Star families are renamed, and we get our first taste of what that looks like with an automatic chronograph and a Nicolas Rieussec piece
Hot on the heels of some new additions to Montblanc’s now-petrol-infused TimeWalker range, we have news of two much more classic chronographs. It would seem that Montblanc is giving something of an overhaul to the Star and Star Classique collections: we are now being introduced to “Star Legacy”, with a promise of better finishing and more sophisticated design.
It’s not clear at this point what will remain of Star and Star Classique or how many new Star Legacy references we’re going to see: for now, we have two chronos to talk about.
Very much a “does what it says on the tin” watch, this. It’s an automatic chronograph, and true to the brief, it does have a more sophisticated look to it (previously the Star collection chronographs ran a 12-6-9 layout and majored in bimetal dial designs and heavy Roman numerals. Also, they all packed a UTC complication into the bargain – there was no simple chronograph). There is a heritage feel to it (in keeping with all modern Montblanc, it has a link back to vintage Minerva) but it’s not overdone. There are hints of Longines in there but also – whisper it – Patek Philippe. You can’t ever go too far wrong with Breguet numerals and railroad subdial tracks.

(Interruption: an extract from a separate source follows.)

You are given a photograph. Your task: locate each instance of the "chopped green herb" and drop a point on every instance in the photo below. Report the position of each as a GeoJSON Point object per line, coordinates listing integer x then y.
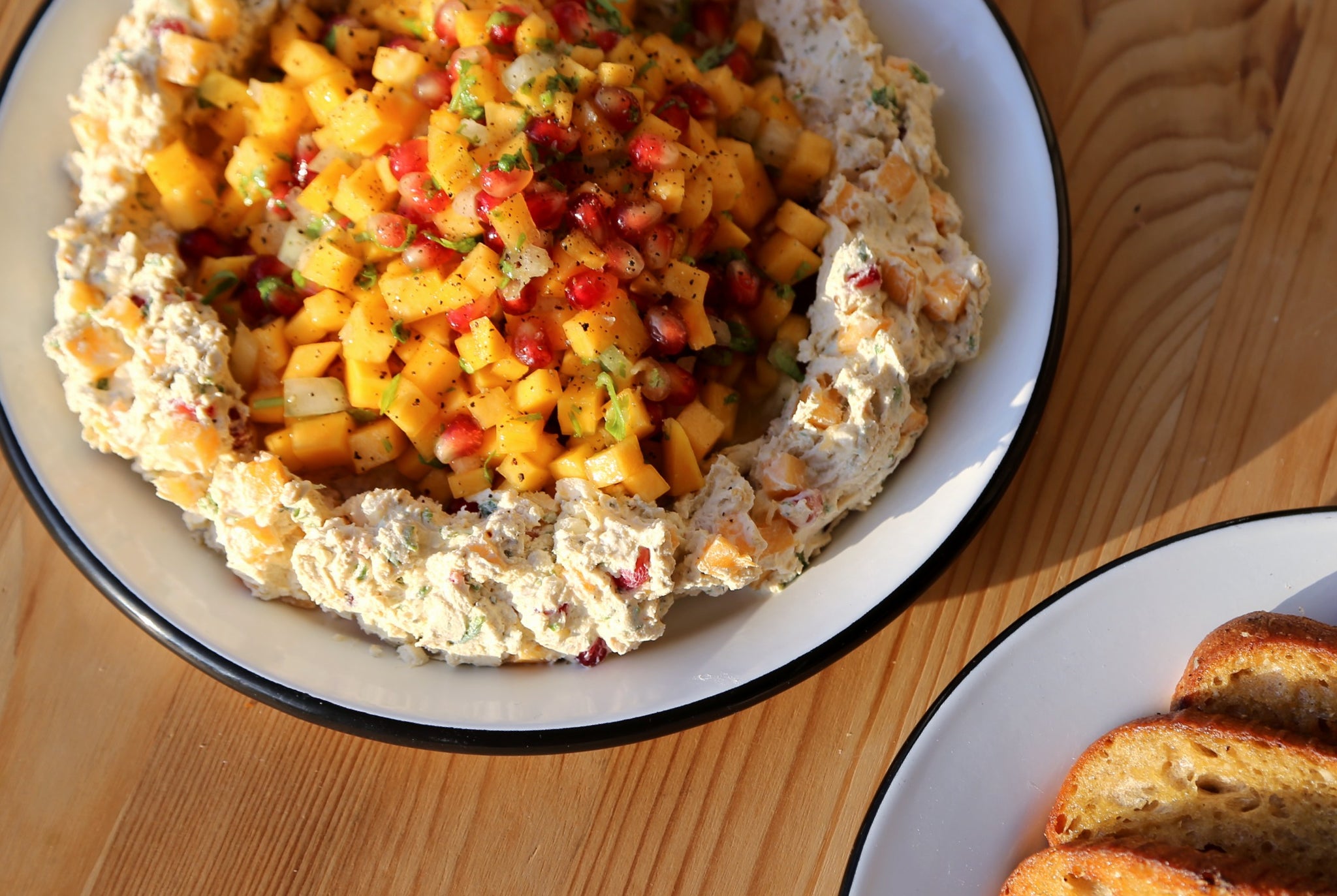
{"type": "Point", "coordinates": [218, 285]}
{"type": "Point", "coordinates": [714, 58]}
{"type": "Point", "coordinates": [614, 416]}
{"type": "Point", "coordinates": [389, 395]}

Inside is Montblanc Calibre 25.02, aka a modified ETA 7753, running at 4Hz with a 46 hour power reserve. It’s the same movement you’d have seen in the old TimeWalker chronographs, and is a trusty workhorse. The watch itself measures 42mm across, is 14mm thick and comes on a blue alligator leather Sfumato strap. It’s clean, it’s simple, it’s as commercially-minded as you like; we don’t know final prices yet but are assured it will be below £4,000. As well it should, too.
It’s not difficult to intuit, among the successes of things like the 1858, the Heritage Chronometrie and the Summit smartwatch, that Montblanc doesn’t quite know what to do with the Nicolas Rieussec label – especially since old Nic was found not to have invented the chronograph after all. So this year it makes sense to find that Nicolas Rieussec will cease to be a collection in its own right (so we understand, at least), and will instead become an imprint of sorts; a template that will be used across Montblanc’s other ranges.
And that begin with this piece, which lives in the new Star Legacy collection. It certainly seems a natural fit; the concept and dial layout of the Rieussec has always lent itself better to this kind of ultra-traditional look, with those feuille hands, guilloché dial and emphatic date window. Everything’s a bit slimmer, a bit neater, a bit finer: the chronograph discs and hours dial are domed, giving the watch more three-dimensionality than before.
What’s not slimmer is the watch itself; the movement dictates it remain a fairly stocky 44.8mm wide and 15mm tall. But we’ve had it on our wrists and thanks to the case shape and tapered lug design, it does wear a little smaller. Within is the same monopusher chronograph movement from previous Nicolas Rieussec pieces, with 72 hours of power and a column wheel/vertical clutch construction. Also in common with existing models, it features a second timezone via a discreet skeletonised hour hand on the main display.